DEV Community

Miguel Perez
Miguel Perez

Posted on • Edited on

Classical ML vs Neural Networks: Image Classification

In this blog I am going to compare two approaches to image classification: support vector machine (a classical machine learning method) vs multilayer perceptron (neural network).

Now, I am not going to use a convolutional neural network as that wouldn't be a fair fight given that CNNs automatically learn hierarchical features from raw pixel data, eliminating the need for explicit feature engineering.
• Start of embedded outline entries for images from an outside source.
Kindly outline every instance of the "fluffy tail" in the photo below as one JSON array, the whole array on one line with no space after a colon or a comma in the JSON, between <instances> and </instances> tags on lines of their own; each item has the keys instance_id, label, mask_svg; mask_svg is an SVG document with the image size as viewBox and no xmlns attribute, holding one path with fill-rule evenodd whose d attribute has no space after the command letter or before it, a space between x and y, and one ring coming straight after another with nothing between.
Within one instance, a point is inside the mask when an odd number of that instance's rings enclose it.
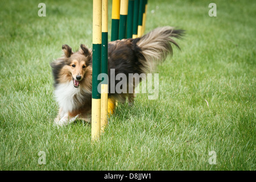
<instances>
[{"instance_id":1,"label":"fluffy tail","mask_svg":"<svg viewBox=\"0 0 256 182\"><path fill-rule=\"evenodd\" d=\"M175 30L171 27L157 28L143 36L137 43L142 51L146 60L141 60L144 73L151 72L158 63L164 61L168 53L172 55L172 44L180 49L179 45L171 38L180 39L184 35L183 30Z\"/></svg>"}]
</instances>

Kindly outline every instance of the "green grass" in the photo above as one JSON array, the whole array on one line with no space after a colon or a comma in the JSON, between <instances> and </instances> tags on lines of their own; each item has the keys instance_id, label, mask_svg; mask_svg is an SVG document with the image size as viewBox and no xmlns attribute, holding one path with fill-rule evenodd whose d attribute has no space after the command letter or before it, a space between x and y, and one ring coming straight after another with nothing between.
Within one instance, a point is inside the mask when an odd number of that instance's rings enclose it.
<instances>
[{"instance_id":1,"label":"green grass","mask_svg":"<svg viewBox=\"0 0 256 182\"><path fill-rule=\"evenodd\" d=\"M92 144L90 125L53 125L49 66L64 44L92 47L92 2L0 2L0 170L256 169L256 2L150 0L148 8L146 32L186 30L182 51L158 67L159 98L119 105Z\"/></svg>"}]
</instances>

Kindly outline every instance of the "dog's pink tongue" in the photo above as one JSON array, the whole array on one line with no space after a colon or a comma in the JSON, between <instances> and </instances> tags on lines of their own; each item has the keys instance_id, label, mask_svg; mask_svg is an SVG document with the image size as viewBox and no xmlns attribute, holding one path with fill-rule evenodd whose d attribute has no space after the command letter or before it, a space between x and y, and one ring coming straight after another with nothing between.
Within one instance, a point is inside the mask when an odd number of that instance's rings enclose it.
<instances>
[{"instance_id":1,"label":"dog's pink tongue","mask_svg":"<svg viewBox=\"0 0 256 182\"><path fill-rule=\"evenodd\" d=\"M75 84L75 86L79 86L79 81L78 81L77 80L74 80L74 84Z\"/></svg>"}]
</instances>

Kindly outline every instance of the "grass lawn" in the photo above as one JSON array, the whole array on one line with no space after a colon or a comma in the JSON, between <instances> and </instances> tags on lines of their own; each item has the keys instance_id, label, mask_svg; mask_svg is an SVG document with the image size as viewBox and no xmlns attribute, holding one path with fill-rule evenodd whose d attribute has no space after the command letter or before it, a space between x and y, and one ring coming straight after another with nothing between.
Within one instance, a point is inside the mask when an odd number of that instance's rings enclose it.
<instances>
[{"instance_id":1,"label":"grass lawn","mask_svg":"<svg viewBox=\"0 0 256 182\"><path fill-rule=\"evenodd\" d=\"M1 1L0 170L255 170L255 1L149 0L146 31L185 30L182 51L158 67L158 99L118 105L92 144L90 125L53 125L49 65L64 44L92 47L92 1Z\"/></svg>"}]
</instances>

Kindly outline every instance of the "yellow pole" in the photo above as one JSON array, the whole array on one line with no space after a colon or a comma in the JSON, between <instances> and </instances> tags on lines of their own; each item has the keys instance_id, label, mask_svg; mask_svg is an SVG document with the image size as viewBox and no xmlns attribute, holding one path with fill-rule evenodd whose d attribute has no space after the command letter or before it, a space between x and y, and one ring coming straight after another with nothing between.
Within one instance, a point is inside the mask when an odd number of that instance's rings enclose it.
<instances>
[{"instance_id":1,"label":"yellow pole","mask_svg":"<svg viewBox=\"0 0 256 182\"><path fill-rule=\"evenodd\" d=\"M146 0L144 0L146 1ZM144 34L145 32L145 26L146 26L146 18L147 17L147 1L146 1L145 5L145 11L143 13L142 18L142 35Z\"/></svg>"},{"instance_id":2,"label":"yellow pole","mask_svg":"<svg viewBox=\"0 0 256 182\"><path fill-rule=\"evenodd\" d=\"M105 74L108 74L108 0L102 0L101 72ZM108 84L105 80L101 84L101 132L104 131L108 125Z\"/></svg>"},{"instance_id":3,"label":"yellow pole","mask_svg":"<svg viewBox=\"0 0 256 182\"><path fill-rule=\"evenodd\" d=\"M101 134L101 96L97 80L101 61L101 0L93 0L93 73L92 94L92 140L100 139Z\"/></svg>"}]
</instances>

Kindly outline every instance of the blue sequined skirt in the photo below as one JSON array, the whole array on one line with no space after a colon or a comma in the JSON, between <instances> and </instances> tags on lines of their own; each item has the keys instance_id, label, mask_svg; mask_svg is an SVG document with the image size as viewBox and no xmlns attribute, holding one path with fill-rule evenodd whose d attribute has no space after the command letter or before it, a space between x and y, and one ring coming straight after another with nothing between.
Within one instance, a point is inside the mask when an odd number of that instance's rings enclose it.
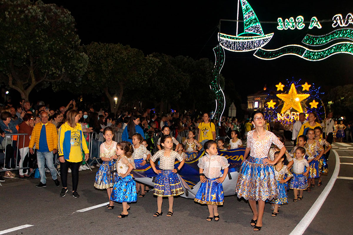
<instances>
[{"instance_id":1,"label":"blue sequined skirt","mask_svg":"<svg viewBox=\"0 0 353 235\"><path fill-rule=\"evenodd\" d=\"M180 180L171 170L161 170L155 180L153 195L158 197L177 196L184 193Z\"/></svg>"},{"instance_id":2,"label":"blue sequined skirt","mask_svg":"<svg viewBox=\"0 0 353 235\"><path fill-rule=\"evenodd\" d=\"M278 196L277 198L273 199L271 203L279 205L283 205L288 203L287 189L288 183L287 182L281 184L277 181L277 189L278 190Z\"/></svg>"},{"instance_id":3,"label":"blue sequined skirt","mask_svg":"<svg viewBox=\"0 0 353 235\"><path fill-rule=\"evenodd\" d=\"M265 201L277 197L273 166L264 164L265 159L249 156L243 162L235 187L238 198Z\"/></svg>"},{"instance_id":4,"label":"blue sequined skirt","mask_svg":"<svg viewBox=\"0 0 353 235\"><path fill-rule=\"evenodd\" d=\"M119 177L114 184L110 200L116 202L133 202L137 200L136 183L130 175Z\"/></svg>"},{"instance_id":5,"label":"blue sequined skirt","mask_svg":"<svg viewBox=\"0 0 353 235\"><path fill-rule=\"evenodd\" d=\"M194 200L201 204L223 205L223 186L221 183L216 181L217 179L219 178L206 178L206 182L201 183Z\"/></svg>"},{"instance_id":6,"label":"blue sequined skirt","mask_svg":"<svg viewBox=\"0 0 353 235\"><path fill-rule=\"evenodd\" d=\"M308 181L306 177L303 173L295 174L293 172L293 176L291 179L289 188L291 189L304 190L306 189L307 187Z\"/></svg>"},{"instance_id":7,"label":"blue sequined skirt","mask_svg":"<svg viewBox=\"0 0 353 235\"><path fill-rule=\"evenodd\" d=\"M96 174L94 187L100 189L111 188L114 185L116 173L110 173L115 169L114 161L104 161Z\"/></svg>"}]
</instances>

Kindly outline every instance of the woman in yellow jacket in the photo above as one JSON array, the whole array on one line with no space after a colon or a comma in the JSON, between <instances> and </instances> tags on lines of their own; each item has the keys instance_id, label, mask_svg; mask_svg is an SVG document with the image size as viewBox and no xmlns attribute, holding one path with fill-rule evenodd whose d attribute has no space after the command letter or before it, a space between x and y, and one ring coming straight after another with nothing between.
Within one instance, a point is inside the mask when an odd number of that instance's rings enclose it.
<instances>
[{"instance_id":1,"label":"woman in yellow jacket","mask_svg":"<svg viewBox=\"0 0 353 235\"><path fill-rule=\"evenodd\" d=\"M79 197L77 193L78 168L82 163L82 151L85 160L89 157L88 149L82 133L81 125L78 123L80 118L78 112L72 110L66 114L66 121L59 129L58 153L60 161L60 174L62 189L60 193L65 197L67 192L67 169L71 167L72 177L72 196Z\"/></svg>"}]
</instances>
Rather, I am going to manually extract important features when needed and run the resulting dataset through both methods.

Metrics

Given that we are dealing with classification, the metrics predominantly used to compare model performance are recall, precision and accuracy.

Recall measures the model's ability to correctly identify all relevant instances, specifically the ratio of correctly predicted positive observations to the total actual positives. It is calculated as True Positives / (True Positives + False Negatives).

Precision measures the accuracy of positive predictions made by the model, specifically the ratio of correctly predicted positive observations to the total predicted positives. It is calculated as True Positives / (True Positives + False Positives).

Accuracy measures the overall correctness of the model's predictions across all classes. It is calculated as (True Positives + True Negatives) / Total Observations.

Taking into account that all 3 of our datasets are balanced, meaning that every class is evenly represented in terms of observations, accuracy will be our main metric for comparing model performance.

Models

Support Vector Machines (SVM) constitute a powerful class of supervised learning models proficient at classification and regression tasks. The fundamental principle of SVM involves identifying an optimal hyperplane that separates classes in the input space. In the case of linear SVM, this entails finding a hyperplane that maximizes the distance between the hyperplane and the nearest data points from different classes. Lineal SVM is highly effective for linearly separable datasets, providing robustness against overfitting and demonstrating efficiency in high-dimensional spaces without requiring complex computations.

Image description [image 1]

The Radial Basis Function SVM (RBF), extends the capability of SVM to handle non-linearly separable data. By employing a kernel trick, it transforms the data into a higher-dimensional space, enabling the creation of non-linear decision boundaries. Consider the figure below, at first you can’t draw a line that accurately separates the 2 classes, but if you transform those points intoa higher dimension you can find a plane that achieves 100% separation. This flexibility in modeling intricate relationships makes RBF SVM suitable for diverse datasets with non-linear patterns.

Image description [image 2]

Multilayer Perceptron (MLP) represents a class of artificial neural networks structured with multiple layers, including an input layer, one or more hidden layers, and an output layer. MLPs leverage non-linear activation functions (such as ReLU) within each neuron, allowing them to learn complex (often non linear) relationships between inputs and outputs. Through forward propagation, data is processed through the network, and by utilizing backpropagation (a technique involving gradient descent) the weights are iteratively adjusted to minimize prediction errors. MLPs excel in feature learning, automatically extracting and representing essential features from raw data and reducing the need for explicit feature engineering. However, the use of feature extraction is still needed in cases such as this one, where HD images result in a large enough number of features that the computational effort becomes too costly to be a practical approach.

Image description [image 3]

Datasets

Before jumping into our results, I want to go over the datasets we're using.

First off we have the Fashion-MNIST Dataset, it's comprised of 70,000 grayscale images, meticulously scaled and normalized. It includes 60,000 images for training and 10,000 for testing, each depicting various fashion items categorized into 10 classes. These images, sized at 28x28 pixels, offer a diverse collection of wearable items, making it a valuable resource for machine learning tasks like image classification and pattern recognition. The dataset's size and organization make cross validation unnecessary, simplifying training.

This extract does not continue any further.